I knew this could be easy. But, I didn’t think it could be this easy and free.

We needed a couple of things:

  1. Some way to serve the files.
  2. Some way to automatically update the files on commits to main branch.
  3. Somewhere to run the serverless runners.

I investigated a few different options for this; AWS (S3 + ??? + Lambda), Cloudflare (Pages + Github + Workers), Vercel (vercel).

When I was investigating the Cloudflare solution, it felt new. From what I see/read, it’s improved drastically in the last few years, but when I test it was clunky, and after some hours, I didn’t have it working as I liked. I believe things are very different now. Maybe I’ll investigate moving over in the future.

Vercel was a dream to work with.
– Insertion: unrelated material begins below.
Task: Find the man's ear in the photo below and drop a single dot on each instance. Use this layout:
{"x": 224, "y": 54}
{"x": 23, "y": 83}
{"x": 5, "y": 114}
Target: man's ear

Log in with your Github account, and off you go. It was staggeringly simple. Even the API endpoints were bundled up and deployed without using separate tools. Running locally was a doddle, too, with vercel dev.

I knew this was all possible, but I didn’t appreciate how east it would be.


My previous projects have been MVC heavy with LAMP/MEAN/MERN stacks. There’s still a place for this, but the Jamstack setup has been a breakthrough moment for me. It’s a new tool in the toolbox and one I can see using again and again.

The area I struggled the most with on this project was the /api routes. While I’ve built countless express servers in my time, I don’t have much experience with serverless. Vercel was great, but I’m still finding my feet debugging any errors when they do pop up.

In summary, I’ve loved this project for one simple reason: I could concentrate fully on what I needed to build, and nothing got in my way: no setup, no hosting, no routing, no boilerplate. I was just able to build!